Identification of fragments of human transcripts froma defined chromosomal region: representational difference analysis of somatic cell hybrids.

Abstract

We have tested representational difference analysis of cDNAs from somatic cell hybrids as a means to directly isolate expressed sequences derived from a defined chromosomal region. To this end, the hamster-human somatic cell hybrid Q1Z, which carries Xq28 as the only human chromosomal fragment, was used as Tester and the parental hamster cell line Y21 as Driver. After two rounds of subtraction, two major products of 510 and 307 bp were obtained, derived from the highly expressed human Xq28-derived QM gene and from a hamster repeat sequence strongly up-regulated in Q1Z, respectively.

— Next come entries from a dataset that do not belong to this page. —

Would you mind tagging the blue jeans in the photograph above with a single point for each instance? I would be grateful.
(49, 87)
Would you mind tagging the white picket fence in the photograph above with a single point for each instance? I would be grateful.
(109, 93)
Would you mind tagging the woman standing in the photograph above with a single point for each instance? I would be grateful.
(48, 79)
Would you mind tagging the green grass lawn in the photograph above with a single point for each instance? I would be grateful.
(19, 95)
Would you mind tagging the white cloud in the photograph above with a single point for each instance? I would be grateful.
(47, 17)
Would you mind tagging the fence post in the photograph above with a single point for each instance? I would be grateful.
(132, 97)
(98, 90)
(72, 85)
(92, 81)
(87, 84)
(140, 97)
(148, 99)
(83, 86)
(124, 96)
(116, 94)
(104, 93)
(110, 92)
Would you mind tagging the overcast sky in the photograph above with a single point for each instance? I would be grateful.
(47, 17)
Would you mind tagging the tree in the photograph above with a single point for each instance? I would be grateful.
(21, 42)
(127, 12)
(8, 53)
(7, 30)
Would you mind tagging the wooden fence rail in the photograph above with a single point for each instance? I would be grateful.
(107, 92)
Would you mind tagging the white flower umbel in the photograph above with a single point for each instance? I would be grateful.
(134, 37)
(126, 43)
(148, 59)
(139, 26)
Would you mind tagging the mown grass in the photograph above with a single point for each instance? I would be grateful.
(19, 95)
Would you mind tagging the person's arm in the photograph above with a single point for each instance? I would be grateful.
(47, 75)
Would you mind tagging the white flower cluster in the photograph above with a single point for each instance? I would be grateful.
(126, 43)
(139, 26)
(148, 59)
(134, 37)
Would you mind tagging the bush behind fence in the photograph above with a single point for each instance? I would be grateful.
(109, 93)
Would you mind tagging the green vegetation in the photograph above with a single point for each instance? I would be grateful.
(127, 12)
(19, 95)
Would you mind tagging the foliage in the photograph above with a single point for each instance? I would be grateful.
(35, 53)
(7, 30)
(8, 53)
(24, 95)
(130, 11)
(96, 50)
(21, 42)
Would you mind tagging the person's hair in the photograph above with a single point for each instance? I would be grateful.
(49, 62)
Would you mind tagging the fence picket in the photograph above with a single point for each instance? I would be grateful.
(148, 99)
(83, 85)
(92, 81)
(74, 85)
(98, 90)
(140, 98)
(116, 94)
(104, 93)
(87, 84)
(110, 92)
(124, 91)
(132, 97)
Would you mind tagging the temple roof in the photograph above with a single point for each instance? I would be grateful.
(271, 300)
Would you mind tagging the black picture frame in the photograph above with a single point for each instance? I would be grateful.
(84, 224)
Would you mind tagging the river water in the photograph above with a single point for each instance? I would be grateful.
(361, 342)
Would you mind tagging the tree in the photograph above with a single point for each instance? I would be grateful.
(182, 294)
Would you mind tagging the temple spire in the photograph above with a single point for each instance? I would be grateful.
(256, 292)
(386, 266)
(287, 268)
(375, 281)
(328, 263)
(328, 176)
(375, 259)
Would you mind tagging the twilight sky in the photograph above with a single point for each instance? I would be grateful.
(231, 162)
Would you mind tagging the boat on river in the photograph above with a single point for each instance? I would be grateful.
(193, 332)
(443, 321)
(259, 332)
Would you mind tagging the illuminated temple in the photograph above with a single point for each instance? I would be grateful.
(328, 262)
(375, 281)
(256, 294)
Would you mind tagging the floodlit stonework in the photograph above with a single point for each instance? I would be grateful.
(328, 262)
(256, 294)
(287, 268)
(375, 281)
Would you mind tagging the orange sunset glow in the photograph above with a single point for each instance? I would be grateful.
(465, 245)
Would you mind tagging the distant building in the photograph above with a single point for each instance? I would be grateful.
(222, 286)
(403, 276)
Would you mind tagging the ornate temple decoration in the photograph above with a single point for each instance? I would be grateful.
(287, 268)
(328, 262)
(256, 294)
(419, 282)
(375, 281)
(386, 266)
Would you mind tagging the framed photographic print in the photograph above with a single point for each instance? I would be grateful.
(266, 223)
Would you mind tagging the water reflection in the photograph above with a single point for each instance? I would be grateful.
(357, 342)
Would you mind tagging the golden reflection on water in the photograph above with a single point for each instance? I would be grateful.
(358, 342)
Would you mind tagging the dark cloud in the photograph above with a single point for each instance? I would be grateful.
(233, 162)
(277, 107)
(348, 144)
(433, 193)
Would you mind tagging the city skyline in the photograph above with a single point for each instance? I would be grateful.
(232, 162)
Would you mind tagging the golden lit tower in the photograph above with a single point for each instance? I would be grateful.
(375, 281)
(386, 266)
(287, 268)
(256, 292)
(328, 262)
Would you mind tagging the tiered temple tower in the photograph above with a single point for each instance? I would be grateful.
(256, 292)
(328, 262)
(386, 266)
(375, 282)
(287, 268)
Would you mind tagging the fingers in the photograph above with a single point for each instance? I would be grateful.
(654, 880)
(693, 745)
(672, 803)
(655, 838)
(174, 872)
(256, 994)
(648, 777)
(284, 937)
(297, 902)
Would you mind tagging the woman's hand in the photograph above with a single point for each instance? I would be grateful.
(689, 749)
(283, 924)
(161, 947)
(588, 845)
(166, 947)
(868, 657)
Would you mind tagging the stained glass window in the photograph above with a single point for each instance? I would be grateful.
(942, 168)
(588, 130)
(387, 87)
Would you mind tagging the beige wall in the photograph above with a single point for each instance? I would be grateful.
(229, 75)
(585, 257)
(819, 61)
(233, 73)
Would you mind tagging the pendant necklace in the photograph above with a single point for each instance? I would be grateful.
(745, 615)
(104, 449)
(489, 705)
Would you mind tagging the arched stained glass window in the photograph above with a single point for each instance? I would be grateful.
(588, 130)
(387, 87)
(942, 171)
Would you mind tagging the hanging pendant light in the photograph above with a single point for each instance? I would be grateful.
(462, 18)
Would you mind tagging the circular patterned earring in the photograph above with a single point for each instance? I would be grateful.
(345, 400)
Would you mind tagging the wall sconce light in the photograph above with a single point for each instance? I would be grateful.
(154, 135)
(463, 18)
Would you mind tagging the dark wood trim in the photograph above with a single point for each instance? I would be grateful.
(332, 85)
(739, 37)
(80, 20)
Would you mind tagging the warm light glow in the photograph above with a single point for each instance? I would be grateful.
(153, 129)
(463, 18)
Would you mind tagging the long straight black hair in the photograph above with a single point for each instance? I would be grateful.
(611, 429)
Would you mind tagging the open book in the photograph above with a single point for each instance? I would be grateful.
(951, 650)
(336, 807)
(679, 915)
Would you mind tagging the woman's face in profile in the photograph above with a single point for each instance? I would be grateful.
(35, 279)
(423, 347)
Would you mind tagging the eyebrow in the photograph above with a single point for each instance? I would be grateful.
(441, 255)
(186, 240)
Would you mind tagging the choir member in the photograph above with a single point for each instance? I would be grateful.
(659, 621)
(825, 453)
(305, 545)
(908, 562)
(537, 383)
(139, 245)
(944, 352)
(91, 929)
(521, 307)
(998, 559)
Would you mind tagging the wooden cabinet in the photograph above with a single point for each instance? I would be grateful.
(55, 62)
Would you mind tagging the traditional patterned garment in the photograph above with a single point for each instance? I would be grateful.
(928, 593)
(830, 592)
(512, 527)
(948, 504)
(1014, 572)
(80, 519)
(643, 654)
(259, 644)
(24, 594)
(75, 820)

In a second subtraction experiment these fragments were added to the driver, to prevent their reappearance. After three rounds of subtraction a more complex difference product was obtained. Of 26 different fragments analysed, 12 fragments were derived from Xq28-derived genes, 10 of which were from known genes. One fragment was derived from a hamster gene strongly up-regulated in Q1Z. These results demonstrate that cDNA RDA can be used to isolate gene fragments from defined chromosomal regions and that suppression with major products, derived from highly expressed genes, is advantageous to isolate larger number of fragments, presumably derived from rarer transcripts.